En Inglaterra, por razones que sus biógrafos no han logrado aún aclarar, fue encarcelado durante 49 días en la célebre Torre de Londres, una prisión reservada para perso­nas notables. Puesto en libertad, volvió a Italia y trató en vano de obtener un puesto de maes­tro en Génova. Emigró entonces nuevamente a Francia, donde fue nombrado capellán del mariscal de Bassompierre y consiguió una cáte­dra en la Universidad de Toulouse. Para entonces ya comenzaba a descollar en el mundo intelectual europeo por sus heterodoxas teorías filosóficas y se le tachaba de ateo, acusación que en aquellos tiempos no era para tomarse a la ligera, pues implicaba terminar en una mazmorra de la Inquisición o en el cadalso.

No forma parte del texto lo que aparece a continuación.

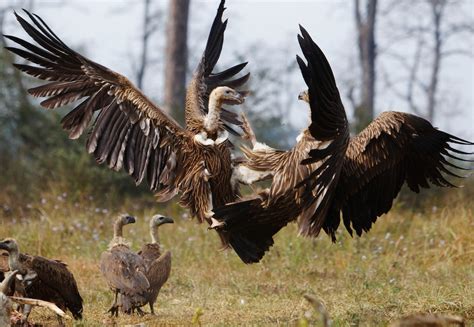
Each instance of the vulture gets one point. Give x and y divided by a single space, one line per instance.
129 132
157 264
328 174
124 271
43 279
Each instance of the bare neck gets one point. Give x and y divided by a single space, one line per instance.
118 229
155 239
14 260
211 121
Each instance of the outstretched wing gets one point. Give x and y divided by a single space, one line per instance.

Vanini fue uno de los exponen­tes -y mártires- de la corriente filosófica que en las primeras déca­das del siglo XVII buscó romper con los dogmas escolásticos y la entonces indiscutida autoridad de Aristóteles, que constituía el pen­samiento oficial de la Iglesia. Como miembro de esa corriente reno­vadora, pregonaba la libertad de pensamiento y el racionalismo por contraposición a los dogmas.

NATURALISMO PANTEÍSTA

Vanini2 Sus ideas pueden encuadrarse en el naturalismo panteísta, según el cual Dios y Naturaleza no son entes distintos y separados, sino una y la misma cosa. Para él las leyes de la Naturaleza eran las leyes de Dios, y consideraba que el mundo no había sido creado sino que era eter­no y estaba gobernado por leyes inmutables. Esto chocaba con el concepto católico de la creación, y por ello comenzó a hacerse sospechoso de herejía.

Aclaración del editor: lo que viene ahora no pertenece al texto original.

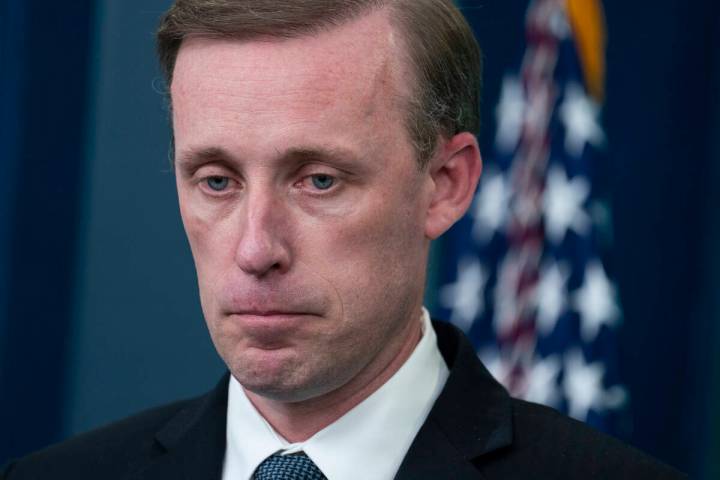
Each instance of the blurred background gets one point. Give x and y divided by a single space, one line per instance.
99 315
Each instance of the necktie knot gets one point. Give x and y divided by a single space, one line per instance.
296 466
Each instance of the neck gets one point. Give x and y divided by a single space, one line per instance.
298 421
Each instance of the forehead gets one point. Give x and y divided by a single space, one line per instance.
353 66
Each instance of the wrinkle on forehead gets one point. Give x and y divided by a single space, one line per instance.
316 62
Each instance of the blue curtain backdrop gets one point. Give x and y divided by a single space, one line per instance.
98 309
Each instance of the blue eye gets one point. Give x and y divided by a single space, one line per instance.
218 183
322 182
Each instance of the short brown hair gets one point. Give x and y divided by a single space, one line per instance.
443 53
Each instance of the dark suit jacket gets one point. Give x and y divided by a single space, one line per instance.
474 431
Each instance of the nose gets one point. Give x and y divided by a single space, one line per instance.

También, aunque no fue pro­piamente un naturalista en el sen­tido de consagrarse al estudio de rocas, plantas y animales, hizo sus propias observaciones y a partir de las semejanzas que halló entre el hombre y los simios sostuvo que éstos podrían haber sido nuestros ancestros, aunque no llegó a afir­marlo explícitamente.

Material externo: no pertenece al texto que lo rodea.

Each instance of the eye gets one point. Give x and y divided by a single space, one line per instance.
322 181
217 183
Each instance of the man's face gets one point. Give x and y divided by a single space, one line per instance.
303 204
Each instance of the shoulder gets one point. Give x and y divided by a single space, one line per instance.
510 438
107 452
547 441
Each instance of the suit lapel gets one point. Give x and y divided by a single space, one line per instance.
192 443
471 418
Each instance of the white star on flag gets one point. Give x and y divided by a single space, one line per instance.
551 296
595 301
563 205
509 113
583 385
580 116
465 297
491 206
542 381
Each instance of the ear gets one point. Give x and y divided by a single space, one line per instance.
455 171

Ciertamente, eran ideas muy avanzadas, anticipadas en siglo y medio a la anatomía comparada -la cual estudia las semejanzas y diferencias entre el organismo humano y el de los primates- y en 250 años a la conmoción que Darwin causaría con su teoría de la evolución. Pero chocaban fron­talmente con el dogma católico de la creación del ser humano por Dios y no tardó en comenzar a ser acusado de ateo.

Para tratar de librarse de tan grave cargo, escribió un libro con­tra el ateísmo titulado Amphitheatrum Aeternae Providentiae Divino-Magicum (El anfiteatro divino-mágico de la pro­videncia eterna), que sólo sirvió para empeorar su situación, pues a las autoridades eclesiásticas les pareció en realidad una forma embozada de difundir el ateísmo, ya que los argumentos en contra de esto en la obra eran débiles e incluso ridículos. Escribió entonces un segundo libro, De Admirandis Naturae Reginae Deaeque Mortalium Arcanis (Los maravillosos secretos de la naturaleza, reina y diosa de los mortales), en principio aprobada por los doctores de la Universidad de la Sorbona e impresa con auto­rización de la Iglesia aunque luego se consideró herética.

Entonces Vanini fue encarcelado en Toulouse, sometido a las usua­les torturas, juzgado por la San­ta Inquisición y sentenciado a que se le arrancara la lengua, fuera es­trangulado, se le quemara en la hoguera y sus cenizas arrojadas al viento como era habitual con los herejes. Se dice que antes de ser ejecutado rehusó recibir los auxilios de un sacerdote, subió al patíbulo con dignidad y valentía, y exclamó: «Moriré como un filósofo».